Nifty 50 Crash Alert: Nifty 50 Slips Below Key Level — Is 25,000 the Next Big Breakdown Amid AI & War Fears?
On Monday, 1 March 2026, the Nifty 50 closed around 25,454 after opening gap down, facing severe downward pressure with high volatility due to AI sector concerns, technical breakdown signals, and geopolitical risks. The Nifty 50 Crash signals are getting stronger as the index struggles to hold crucial support zones.
The immediate outlook remains bearish. As already discussed in our last blog, if Nifty goes below the 25,300 level, then there will be a clear bearish or downtrend. Though it seemed that it would hold its position at 25,000, due to war circumstances the economy is unstable, which is one major reason for the current bearish trend. If it crosses the 25,500 level, then the market will turn bullish again.

Sensex Tanks 961 Points — Key Levels to Watch
The BSE Sensex fell by 961.42 points to settle at 81,287.19, reflecting strong selling pressure across sectors.
Now, the key support for Sensex is around 80,513 – 81,100 and resistance stands at 82,084 – 82,570. The broader market sentiment suggests caution as volatility remains elevated.
Nifty 50 Crash Deepens: Tech Weakness & AI Disruption Fears
The market is currently experiencing significant bearish pressure, with the NIFTY 50 closing down 1.41%, mainly driven by technology sector weakness and concerns over AI disruption. The Nifty 50 Crash is being closely linked to uncertainty in the IT and AI-driven business models.
Metal stocks have been particularly weak due to rising AI-driven supply chain pressure. Technical indicators suggest potential for continuing short-term weakness, with the breach of previous support levels leading to a “sell on rise” market sentiment.
Nifty 50 closed lower by 312.95 points at 24,865.70, with heavy selling in financials, auto, and infra stocks. It hit a high of 24,989.35 during the session before losing momentum.
Near-term support levels are 24,564 – 24,358 and resistance levels are 25,227 – 25,433. The Nifty 50 Crash trend may continue if these supports fail to hold.
Nifty Bank Slides Sharply — All 14 Constituents in Red
The NIFTY Bank closed lower by 689.39 points at 59,839.65. Market breadth remained weak, with all 14 constituents closing in negative territory.
Nifty Bank opened at 59,204.30, touched a low of 59,148, hit a high of 61,177.50, and finally closed at 59,839.65. RSI slipped sharply towards the 40 mark, indicating weakening momentum and sustained selling pressure.
Near-term support levels are 59,242 – 58,873 and resistance levels are 60,437 – 60,806.

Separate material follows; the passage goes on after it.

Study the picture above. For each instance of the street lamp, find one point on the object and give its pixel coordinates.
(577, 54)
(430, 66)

Few Stocks Shine Despite Nifty 50 Crash
On the positive side, Bharat Electronics Limited (BEL), Hindalco Industries, Sun Pharmaceutical Industries, Oil and Natural Gas Corporation (ONGC), and ITC Limited showed relative strength.

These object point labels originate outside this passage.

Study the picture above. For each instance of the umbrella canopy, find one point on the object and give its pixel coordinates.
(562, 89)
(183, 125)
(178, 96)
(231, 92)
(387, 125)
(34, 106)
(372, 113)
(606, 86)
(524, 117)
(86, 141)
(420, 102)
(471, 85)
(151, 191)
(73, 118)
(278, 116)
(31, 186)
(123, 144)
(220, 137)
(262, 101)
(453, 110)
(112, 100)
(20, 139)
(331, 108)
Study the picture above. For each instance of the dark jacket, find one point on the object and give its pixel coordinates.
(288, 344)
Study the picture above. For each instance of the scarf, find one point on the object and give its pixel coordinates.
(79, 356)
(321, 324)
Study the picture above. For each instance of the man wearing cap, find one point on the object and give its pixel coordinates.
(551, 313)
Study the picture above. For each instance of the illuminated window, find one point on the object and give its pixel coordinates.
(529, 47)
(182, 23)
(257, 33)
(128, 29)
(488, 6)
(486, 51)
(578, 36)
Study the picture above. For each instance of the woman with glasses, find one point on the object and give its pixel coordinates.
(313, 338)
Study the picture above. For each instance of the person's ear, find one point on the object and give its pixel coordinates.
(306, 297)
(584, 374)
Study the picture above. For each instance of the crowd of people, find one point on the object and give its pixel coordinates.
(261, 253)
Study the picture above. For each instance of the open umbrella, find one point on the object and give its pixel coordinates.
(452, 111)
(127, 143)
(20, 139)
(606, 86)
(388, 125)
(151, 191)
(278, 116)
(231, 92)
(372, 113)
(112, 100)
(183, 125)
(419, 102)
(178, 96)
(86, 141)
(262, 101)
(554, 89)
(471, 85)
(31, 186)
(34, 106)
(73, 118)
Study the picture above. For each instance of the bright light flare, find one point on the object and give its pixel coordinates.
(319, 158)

However, broader sentiment remains cautious as FIIs continue withdrawing funds amid Middle East tensions. Oil prices and inflationary pressures are also visible in India, adding to the uncertainty.
Is AI the Real Trigger Behind the Nifty 50 Crash?
In other words, AI is significantly impacting the IT sector, which has been the biggest cause of selling pressure among investors in recent days. The Nifty 50 Crash narrative is now closely tied to AI-driven disruption fears and global instability.
Due to war circumstances and economic uncertainty, it is advisable to be cautious while investing. However, downtrends can also benefit experienced investors who understand market moves. They often wait for declines to accumulate quality stocks before the market moves upward again.
So, do not lose patience — but be intelligent while making investment decisions during this volatile phase.
Do you think Nifty will break 25,000 next, or stage a sharp rebound above 25,500? Share your market strategy in the comments — let’s discuss where the market is heading next.
Disclaimer: This article is published for informational purposes only. Market Prices are subject to market risks and real-time fluctuations. Readers are advised to verify prices from official sources before making any financial decisions. The website is not responsible for any loss or damage arising from the use of this information.